Она выглядела так, будто до этого момента не верила, что игра проиграна. Ее лицо поразило его, как удар грома, и с внезапной ясностью он понял, в чем заключалась ее игра и почему она вышла за него замуж.
Если выбирать человека как постоянный главный объект заботы, как средоточие собственной жизни значит любить, полагал он, тогда она на самом деле любила его; но если для него любовь была торжеством жизни и своего Я, тогда, для тех, кто ненавидит себя и жизнь, стремление к разрушению является единственной формой и эквивалентом любви.
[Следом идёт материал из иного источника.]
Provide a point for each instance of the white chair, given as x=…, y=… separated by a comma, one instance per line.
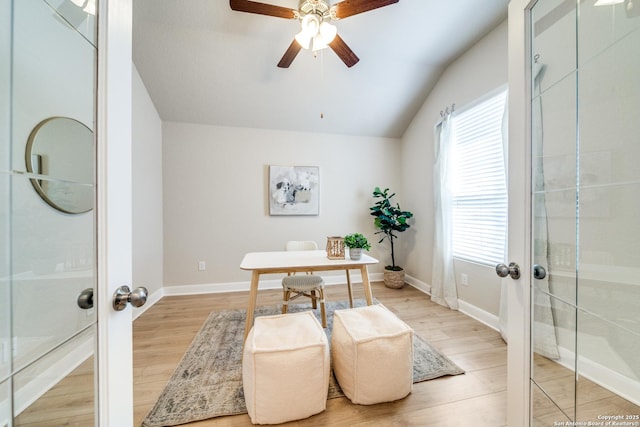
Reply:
x=309, y=285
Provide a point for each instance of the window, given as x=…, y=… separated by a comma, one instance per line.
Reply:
x=479, y=190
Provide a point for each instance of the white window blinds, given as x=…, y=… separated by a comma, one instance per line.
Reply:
x=479, y=198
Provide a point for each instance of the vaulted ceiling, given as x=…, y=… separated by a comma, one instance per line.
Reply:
x=205, y=63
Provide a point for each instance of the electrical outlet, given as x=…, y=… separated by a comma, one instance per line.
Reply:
x=464, y=279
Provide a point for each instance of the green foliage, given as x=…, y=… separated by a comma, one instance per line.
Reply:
x=356, y=240
x=390, y=219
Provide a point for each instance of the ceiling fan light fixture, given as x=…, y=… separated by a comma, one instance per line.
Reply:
x=328, y=32
x=318, y=43
x=303, y=39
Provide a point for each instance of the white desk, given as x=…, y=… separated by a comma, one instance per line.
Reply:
x=299, y=261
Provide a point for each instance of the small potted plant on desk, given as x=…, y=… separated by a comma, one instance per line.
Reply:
x=390, y=219
x=356, y=242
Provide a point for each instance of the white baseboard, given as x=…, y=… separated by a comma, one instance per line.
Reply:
x=491, y=320
x=419, y=285
x=215, y=288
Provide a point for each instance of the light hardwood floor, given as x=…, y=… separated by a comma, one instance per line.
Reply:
x=478, y=397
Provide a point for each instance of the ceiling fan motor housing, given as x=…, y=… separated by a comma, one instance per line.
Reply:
x=317, y=7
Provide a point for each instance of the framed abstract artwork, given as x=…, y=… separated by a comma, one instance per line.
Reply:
x=294, y=190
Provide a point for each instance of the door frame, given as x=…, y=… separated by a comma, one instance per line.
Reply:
x=114, y=217
x=519, y=241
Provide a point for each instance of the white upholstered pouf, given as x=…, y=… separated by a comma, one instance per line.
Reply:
x=372, y=353
x=285, y=368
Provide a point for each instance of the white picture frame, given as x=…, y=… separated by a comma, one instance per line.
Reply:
x=294, y=190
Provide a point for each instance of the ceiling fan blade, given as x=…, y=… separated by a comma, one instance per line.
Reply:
x=262, y=9
x=353, y=7
x=290, y=54
x=343, y=51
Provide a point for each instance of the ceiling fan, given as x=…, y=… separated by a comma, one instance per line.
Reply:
x=316, y=30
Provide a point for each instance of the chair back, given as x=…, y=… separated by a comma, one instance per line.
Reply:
x=301, y=245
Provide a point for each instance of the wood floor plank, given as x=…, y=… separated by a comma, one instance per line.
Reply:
x=479, y=350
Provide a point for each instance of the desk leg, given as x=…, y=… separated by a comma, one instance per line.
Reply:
x=366, y=285
x=349, y=288
x=253, y=295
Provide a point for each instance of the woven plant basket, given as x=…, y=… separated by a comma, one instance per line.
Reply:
x=394, y=279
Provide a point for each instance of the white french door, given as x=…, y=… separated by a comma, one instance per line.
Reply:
x=114, y=219
x=519, y=170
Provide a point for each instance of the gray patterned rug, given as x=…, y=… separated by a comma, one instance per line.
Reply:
x=208, y=380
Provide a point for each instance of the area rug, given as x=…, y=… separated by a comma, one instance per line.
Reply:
x=208, y=380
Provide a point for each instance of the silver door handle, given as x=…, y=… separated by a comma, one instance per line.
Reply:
x=124, y=295
x=512, y=270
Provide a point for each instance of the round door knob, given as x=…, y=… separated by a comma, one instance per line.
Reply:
x=512, y=270
x=124, y=295
x=539, y=272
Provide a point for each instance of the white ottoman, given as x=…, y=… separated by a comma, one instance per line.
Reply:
x=372, y=352
x=285, y=368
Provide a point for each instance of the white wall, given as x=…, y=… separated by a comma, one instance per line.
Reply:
x=215, y=195
x=147, y=190
x=480, y=70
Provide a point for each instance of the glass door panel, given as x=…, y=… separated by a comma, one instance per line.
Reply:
x=586, y=187
x=51, y=221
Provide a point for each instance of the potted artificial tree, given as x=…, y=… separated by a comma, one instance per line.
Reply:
x=356, y=242
x=390, y=220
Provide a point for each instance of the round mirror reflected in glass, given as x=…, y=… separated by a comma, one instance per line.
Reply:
x=60, y=153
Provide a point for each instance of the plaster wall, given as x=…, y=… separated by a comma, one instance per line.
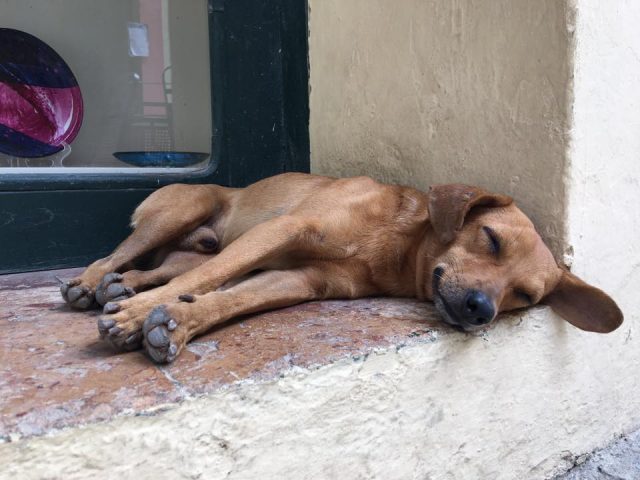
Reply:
x=437, y=91
x=604, y=174
x=516, y=403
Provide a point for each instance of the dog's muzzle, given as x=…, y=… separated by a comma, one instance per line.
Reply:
x=469, y=310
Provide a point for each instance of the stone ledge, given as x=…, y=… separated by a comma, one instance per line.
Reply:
x=55, y=373
x=374, y=388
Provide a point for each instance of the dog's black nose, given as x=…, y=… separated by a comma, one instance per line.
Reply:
x=478, y=308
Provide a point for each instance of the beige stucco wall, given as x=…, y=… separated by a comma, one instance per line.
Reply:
x=535, y=99
x=604, y=173
x=436, y=91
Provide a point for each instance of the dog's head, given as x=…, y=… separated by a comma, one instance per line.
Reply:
x=489, y=259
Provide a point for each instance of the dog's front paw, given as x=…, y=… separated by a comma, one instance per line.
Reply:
x=121, y=324
x=77, y=294
x=161, y=341
x=112, y=289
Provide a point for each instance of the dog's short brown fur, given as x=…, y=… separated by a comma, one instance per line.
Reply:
x=202, y=254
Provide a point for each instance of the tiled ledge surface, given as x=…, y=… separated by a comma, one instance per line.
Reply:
x=56, y=373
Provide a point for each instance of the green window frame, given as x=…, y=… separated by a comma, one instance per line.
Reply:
x=260, y=110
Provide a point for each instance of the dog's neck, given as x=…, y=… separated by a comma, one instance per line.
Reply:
x=423, y=254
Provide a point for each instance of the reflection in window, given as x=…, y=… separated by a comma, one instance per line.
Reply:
x=143, y=70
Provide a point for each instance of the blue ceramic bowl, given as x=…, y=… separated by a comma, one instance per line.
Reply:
x=161, y=159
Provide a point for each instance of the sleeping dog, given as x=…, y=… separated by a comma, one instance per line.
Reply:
x=202, y=254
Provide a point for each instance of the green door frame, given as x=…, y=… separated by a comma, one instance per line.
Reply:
x=260, y=109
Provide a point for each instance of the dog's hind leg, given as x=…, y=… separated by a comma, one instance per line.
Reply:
x=166, y=214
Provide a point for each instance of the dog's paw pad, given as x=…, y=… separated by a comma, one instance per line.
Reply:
x=111, y=289
x=187, y=297
x=117, y=337
x=157, y=330
x=77, y=295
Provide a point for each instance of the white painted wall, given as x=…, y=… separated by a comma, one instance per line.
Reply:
x=603, y=213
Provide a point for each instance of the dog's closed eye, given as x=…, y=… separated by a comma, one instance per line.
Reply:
x=524, y=296
x=494, y=241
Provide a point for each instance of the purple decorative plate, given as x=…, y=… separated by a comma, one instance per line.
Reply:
x=40, y=100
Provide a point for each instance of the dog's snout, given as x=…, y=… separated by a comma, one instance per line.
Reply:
x=478, y=308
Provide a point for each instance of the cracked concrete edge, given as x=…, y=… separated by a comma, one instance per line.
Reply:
x=619, y=460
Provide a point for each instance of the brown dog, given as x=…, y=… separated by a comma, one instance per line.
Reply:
x=202, y=254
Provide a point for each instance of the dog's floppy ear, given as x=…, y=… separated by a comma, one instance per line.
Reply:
x=583, y=305
x=449, y=205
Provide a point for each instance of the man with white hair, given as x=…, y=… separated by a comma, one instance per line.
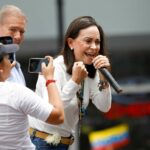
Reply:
x=13, y=23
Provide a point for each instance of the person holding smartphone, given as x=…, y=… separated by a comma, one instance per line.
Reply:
x=17, y=102
x=79, y=83
x=13, y=23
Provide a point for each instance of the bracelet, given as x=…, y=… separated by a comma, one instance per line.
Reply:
x=49, y=81
x=102, y=85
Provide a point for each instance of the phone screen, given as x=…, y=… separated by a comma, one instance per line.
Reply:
x=35, y=64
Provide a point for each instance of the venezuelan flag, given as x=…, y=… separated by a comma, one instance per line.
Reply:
x=111, y=138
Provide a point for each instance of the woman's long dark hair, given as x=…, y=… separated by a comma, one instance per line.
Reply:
x=72, y=32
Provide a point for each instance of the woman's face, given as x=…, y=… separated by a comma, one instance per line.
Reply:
x=87, y=45
x=5, y=68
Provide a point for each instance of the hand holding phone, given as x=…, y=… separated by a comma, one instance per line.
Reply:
x=35, y=64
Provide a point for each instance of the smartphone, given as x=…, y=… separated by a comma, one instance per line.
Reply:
x=34, y=65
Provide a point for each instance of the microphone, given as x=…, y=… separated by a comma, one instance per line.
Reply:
x=110, y=79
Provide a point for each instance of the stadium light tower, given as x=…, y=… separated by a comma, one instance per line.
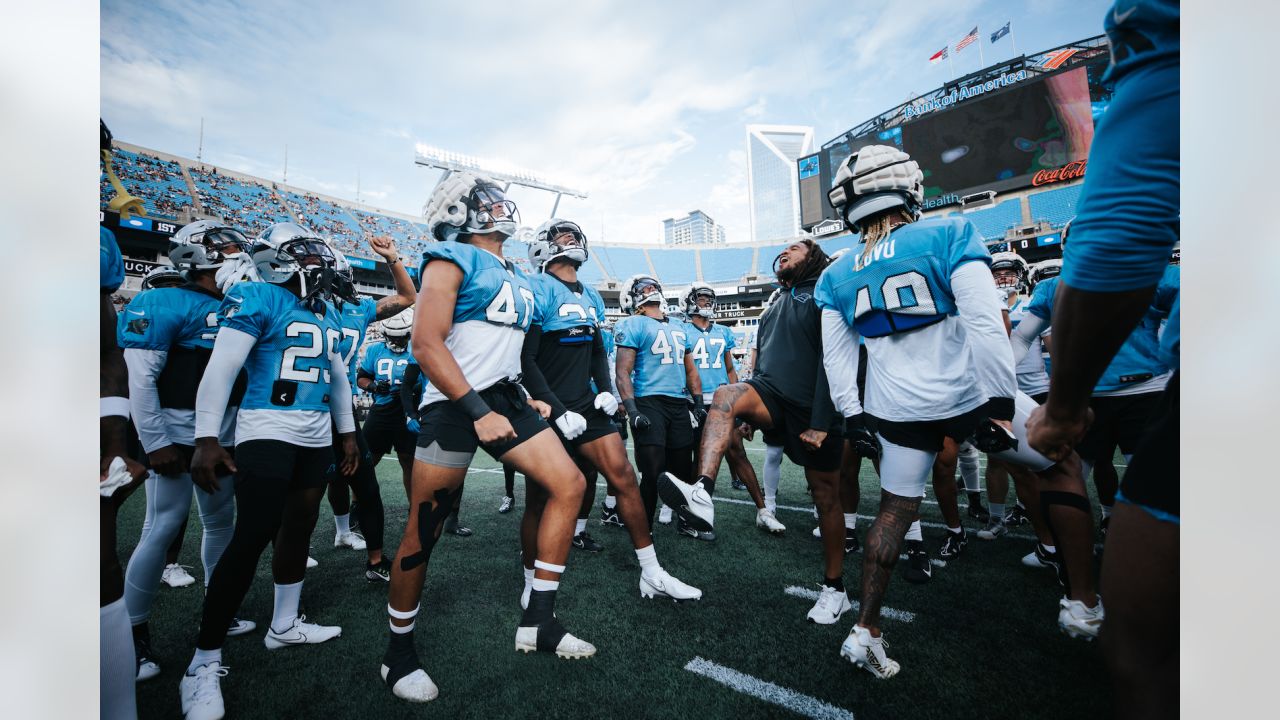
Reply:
x=501, y=171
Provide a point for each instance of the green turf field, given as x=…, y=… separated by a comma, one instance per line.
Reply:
x=979, y=641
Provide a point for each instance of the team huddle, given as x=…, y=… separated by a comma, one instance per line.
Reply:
x=915, y=350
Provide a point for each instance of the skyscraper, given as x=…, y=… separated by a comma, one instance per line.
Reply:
x=771, y=178
x=696, y=228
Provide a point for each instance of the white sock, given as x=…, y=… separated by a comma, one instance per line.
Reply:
x=117, y=662
x=286, y=606
x=648, y=557
x=914, y=532
x=204, y=657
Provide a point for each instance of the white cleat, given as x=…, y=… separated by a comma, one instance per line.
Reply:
x=831, y=605
x=663, y=584
x=415, y=687
x=868, y=652
x=202, y=695
x=300, y=633
x=689, y=501
x=767, y=522
x=350, y=540
x=177, y=577
x=568, y=647
x=1080, y=621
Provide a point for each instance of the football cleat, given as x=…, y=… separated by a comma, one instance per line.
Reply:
x=584, y=541
x=767, y=522
x=689, y=501
x=300, y=633
x=917, y=569
x=954, y=543
x=831, y=605
x=663, y=584
x=1080, y=621
x=177, y=575
x=238, y=627
x=993, y=529
x=202, y=695
x=350, y=540
x=415, y=687
x=868, y=652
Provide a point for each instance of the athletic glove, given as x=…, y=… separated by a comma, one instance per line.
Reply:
x=571, y=424
x=864, y=442
x=606, y=402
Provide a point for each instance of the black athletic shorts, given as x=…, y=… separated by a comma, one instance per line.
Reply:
x=668, y=422
x=789, y=422
x=384, y=431
x=280, y=465
x=928, y=434
x=1153, y=474
x=1118, y=422
x=448, y=434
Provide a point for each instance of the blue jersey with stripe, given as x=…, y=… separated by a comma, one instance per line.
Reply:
x=659, y=345
x=288, y=368
x=385, y=364
x=905, y=283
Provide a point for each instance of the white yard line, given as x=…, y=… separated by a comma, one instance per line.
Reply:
x=796, y=702
x=901, y=615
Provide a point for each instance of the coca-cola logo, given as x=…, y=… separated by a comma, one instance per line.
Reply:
x=1066, y=172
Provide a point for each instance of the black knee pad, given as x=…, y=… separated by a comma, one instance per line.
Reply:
x=430, y=516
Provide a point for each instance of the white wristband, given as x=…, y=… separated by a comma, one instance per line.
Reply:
x=114, y=405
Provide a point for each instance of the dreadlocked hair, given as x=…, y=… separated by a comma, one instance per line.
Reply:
x=877, y=228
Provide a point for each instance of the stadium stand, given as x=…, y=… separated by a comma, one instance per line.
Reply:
x=1055, y=206
x=247, y=204
x=158, y=182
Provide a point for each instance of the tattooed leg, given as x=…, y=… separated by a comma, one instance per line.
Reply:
x=883, y=541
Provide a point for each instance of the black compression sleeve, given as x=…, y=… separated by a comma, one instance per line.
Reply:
x=531, y=376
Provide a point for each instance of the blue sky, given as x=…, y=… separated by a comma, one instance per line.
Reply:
x=644, y=105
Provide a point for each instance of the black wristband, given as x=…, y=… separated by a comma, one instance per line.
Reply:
x=474, y=405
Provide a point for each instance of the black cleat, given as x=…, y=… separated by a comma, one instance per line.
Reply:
x=584, y=541
x=917, y=569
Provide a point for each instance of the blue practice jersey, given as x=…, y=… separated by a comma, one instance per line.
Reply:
x=490, y=317
x=288, y=368
x=110, y=263
x=1138, y=365
x=385, y=364
x=659, y=347
x=708, y=350
x=355, y=319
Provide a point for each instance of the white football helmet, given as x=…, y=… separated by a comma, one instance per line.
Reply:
x=397, y=328
x=873, y=180
x=553, y=241
x=691, y=306
x=640, y=290
x=205, y=245
x=469, y=204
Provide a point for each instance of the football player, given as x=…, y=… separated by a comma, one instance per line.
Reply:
x=168, y=336
x=656, y=379
x=286, y=336
x=922, y=295
x=470, y=324
x=356, y=313
x=566, y=365
x=711, y=347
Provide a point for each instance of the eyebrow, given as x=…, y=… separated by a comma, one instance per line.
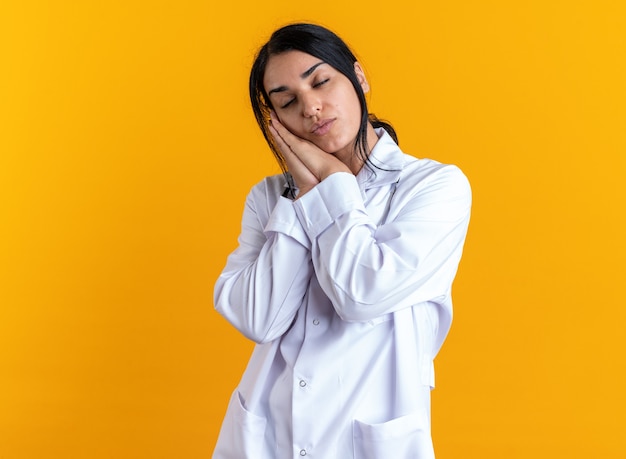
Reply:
x=303, y=75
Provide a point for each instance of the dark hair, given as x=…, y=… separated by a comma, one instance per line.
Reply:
x=325, y=45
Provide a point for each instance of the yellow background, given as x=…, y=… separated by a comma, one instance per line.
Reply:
x=127, y=148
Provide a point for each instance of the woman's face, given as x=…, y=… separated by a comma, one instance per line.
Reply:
x=315, y=101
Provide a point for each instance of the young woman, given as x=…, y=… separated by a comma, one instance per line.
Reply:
x=343, y=271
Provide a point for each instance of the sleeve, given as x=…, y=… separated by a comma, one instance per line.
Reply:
x=266, y=278
x=368, y=270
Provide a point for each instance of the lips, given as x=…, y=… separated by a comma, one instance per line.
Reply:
x=322, y=127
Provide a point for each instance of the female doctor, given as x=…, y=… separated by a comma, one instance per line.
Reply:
x=343, y=270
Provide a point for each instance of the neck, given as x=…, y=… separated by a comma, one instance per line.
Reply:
x=355, y=161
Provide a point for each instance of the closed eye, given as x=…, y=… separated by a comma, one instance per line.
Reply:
x=287, y=104
x=321, y=83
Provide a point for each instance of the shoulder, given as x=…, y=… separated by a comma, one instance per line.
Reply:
x=427, y=180
x=268, y=189
x=426, y=171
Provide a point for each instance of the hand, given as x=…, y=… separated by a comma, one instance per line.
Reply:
x=307, y=163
Лилиан выбрала его за его высокие добродетели: силу, уверенность, гордость; она выбрала его, как другие выбирают объект любви, как символ жизненных сил человека, но стремилась она к разрушению этих сил.
Он словно увидел себя и ее во время их первой встречи. Он – мужчина яростной энергии и страстных амбиций, человек, способный многое свершить, на котором сияли отблески его успеха и который ворвался в среду той претенциозной мертвечины, которая воображала себя интеллигентной элитой, уже отжившего охвостья непереваренной культуры, питавшейся отраженным светом чужих умов, предлагавшей отказ от ума как единственное свое достоинство и отличие от прочих и стремившейся к контролю над миром, как к единственному способу удовлетворения своих чувственных желаний. И она – женщина-паразит на теле этой элиты, удовлетворяющаяся их заемной презрительной усмешкой как собственной реакцией на окружающий мир, считающая умственную импотенцию превосходством, а пустоту добродетелью. Он – не ведавший об их ненависти и в неведении презиравший их пустое позерство; и она – считавшая его опасным для их мира, угрозой, вызовом, упреком ему.